Toutefois, l’appelante cherche à ajouter à l’analyse un facteur additionnel, savoir l’engagement du ministre, dans l’affaire de la Nouvelle-Écosse, de ne pas détruire les bovins avant la conclusion de la demande de contrôle judiciaire dont l’audition doit avoir lieu le 7 mars 1994. Elle fait valoir qu’elle a droit à « l’égalité de traitement », ce à quoi l’intimé réplique que c’est une erreur de mettre les deux affaires sur un pied d’« égalité ». Sa principale objection se fonde sur la différence alléguée entre les circonstances de chaque affaire. Il soutient qu’il est à la fois inopportun et erroné en droit de faire pencher la balance des inconvénients en faveur de l’appelante sur la base d’un engagement consenti dans un autre contexte factuel.

À mon avis, cet argument est mal fondé.
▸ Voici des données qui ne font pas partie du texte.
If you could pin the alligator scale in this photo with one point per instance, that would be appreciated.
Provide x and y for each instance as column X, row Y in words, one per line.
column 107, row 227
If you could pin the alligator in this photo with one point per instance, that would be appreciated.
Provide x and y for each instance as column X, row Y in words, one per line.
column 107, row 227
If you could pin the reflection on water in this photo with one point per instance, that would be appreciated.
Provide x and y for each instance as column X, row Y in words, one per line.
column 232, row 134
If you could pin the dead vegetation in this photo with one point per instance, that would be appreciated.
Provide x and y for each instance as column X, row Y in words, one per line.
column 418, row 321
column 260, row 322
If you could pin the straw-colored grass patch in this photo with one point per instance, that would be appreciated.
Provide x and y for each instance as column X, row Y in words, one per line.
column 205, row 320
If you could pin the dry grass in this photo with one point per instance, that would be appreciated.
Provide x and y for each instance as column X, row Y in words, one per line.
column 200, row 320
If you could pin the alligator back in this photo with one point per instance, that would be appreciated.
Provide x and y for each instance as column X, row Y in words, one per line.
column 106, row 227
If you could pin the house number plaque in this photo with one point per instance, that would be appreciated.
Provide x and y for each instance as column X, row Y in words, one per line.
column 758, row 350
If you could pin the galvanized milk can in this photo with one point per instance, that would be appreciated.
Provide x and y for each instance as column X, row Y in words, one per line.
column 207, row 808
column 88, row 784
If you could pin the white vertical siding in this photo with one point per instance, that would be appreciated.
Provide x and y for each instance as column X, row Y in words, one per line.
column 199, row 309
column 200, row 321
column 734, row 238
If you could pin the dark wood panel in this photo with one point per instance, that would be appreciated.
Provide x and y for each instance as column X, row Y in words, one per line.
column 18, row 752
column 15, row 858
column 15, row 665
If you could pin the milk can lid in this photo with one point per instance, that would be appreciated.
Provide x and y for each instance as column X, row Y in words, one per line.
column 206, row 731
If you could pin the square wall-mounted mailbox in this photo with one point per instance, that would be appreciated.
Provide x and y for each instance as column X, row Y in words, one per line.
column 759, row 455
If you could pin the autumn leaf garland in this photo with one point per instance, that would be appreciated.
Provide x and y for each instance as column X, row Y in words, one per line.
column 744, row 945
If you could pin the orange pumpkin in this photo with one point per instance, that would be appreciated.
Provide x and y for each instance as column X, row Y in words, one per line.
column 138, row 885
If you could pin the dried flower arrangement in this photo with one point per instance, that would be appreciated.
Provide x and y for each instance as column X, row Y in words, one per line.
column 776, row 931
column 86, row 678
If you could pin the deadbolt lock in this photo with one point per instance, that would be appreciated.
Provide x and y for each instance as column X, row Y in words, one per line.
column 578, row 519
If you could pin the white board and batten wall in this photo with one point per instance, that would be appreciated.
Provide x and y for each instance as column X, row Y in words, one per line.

La mesure que l’intimé a prise en l’espèce dans l’affaire de la Nouvelle-Écosse était fondée sur la même analyse, savoir que l’intérêt public commandait la destruction de toutes les vaches importées du Royaume-Uni entre 1986 et 1990 en raison de la possibilité qu’elles soient porteuses de l’EBS. Le motif pour lequel l’intimé cherche à obtenir la destruction des vaches de l’appelante est donc le même que celui qu’il invoque dans l’affaire de la Nouvelle-Écosse.

L’intimé a fait valoir que les bovins de l’appelante couraient davantage de risques que ceux du fermier de la Nouvelle-Écosse en raison de leur origine et de leur race. Cet argument doit être rejeté pour deux motifs. En premier lieu, rien dans la preuve n’indique que les bovins en provenance d’une partie du Royaume-Uni risquent dans une proportion plus grande de contracter la maladie que ceux d’une autre partie du pays. En second lieu, si l’engagement du ministre dans l’affaire de la Nouvelle-Écosse est fondé sur ce critère, cela entre en conflit avec sa décision de ne pas traiter la maladie sur une base régionale ou individuelle au Canada parce que cette solution [traduction] « ne correspondrait pas aux exigences des marchés internationaux ».

Je ne puis accepter l’argument de l’intimé voulant que la balance des inconvénients devrait pencher en sa faveur. Le fait que le ministre ait permis qu’une autre affaire soit jugée au fonds, moyennant un bref délai, avant que soit prise la mesure irréversible envisagée dans la présente espèce est déterminant. Par conséquent, j’arrive à la conclusion qu’il y a lieu de prononcer une injonction suivant les conditions énoncées ci-après.

Pendant la durée de l’injonction, laquelle sera en vigueur jusqu’à ce que la Section de première instance ait réglé de façon définitive la demande de contrôle judiciaire, l’appelante ne devra vendre aucune desdites vaches ou autrement en disposer, ou permettre qu’elles sortent de la ferme où elles se trouvent présentement. L’appelante devra également garder lesdites vaches en stricte quarantaine, à l’écart du reste de son troupeau. Si l’une ou l’autre des vaches devait manifester un symptôme quelconque de l’EBS, l’appelante devra en avertir immédiatement l’intimé.

À l’audition du présent appel, l’avocat de l’appelante a déclaré que sa cliente fera diligence dans sa demande de contrôle judiciaire afin que l’affaire soit prête pour audition en Section de première instance au plus tard le 7 mars 1994, date fixée pour l’audition de l’affaire de la Nouvelle-Écosse. En conséquence, il devrait être loisible à l’intimé de s’adresser à cette Cour afin d’obtenir l’annulation de l’injonction pour le motif que l’appelante n’a pas agi de bonne foi dans la poursuite de sa demande de contrôle judiciaire ou n’a pas sollicité une audition urgente de cette demande par la Section de première instance, savoir le plus tôt possible, de préférence le 7 mars 1994 au plus tard.

Pour les motifs qui précèdent, je suis d’avis d’accueillir l’appel, d’annuler l’ordonnance du juge de première instance en date du 27 janvier 1994 rejetant la demande d’injonction interlocutoire, et de rendre l’ordonnance suivant les conditions indiquées précédemment. L’appelante a droit à ses frais tant devant la présente instance que devant l’instance inférieure.

Le juge Stone, J.C.A. : Je souscris à ces motifs.

Le juge McDonald, J.C.A. : Je souscris à ces motifs.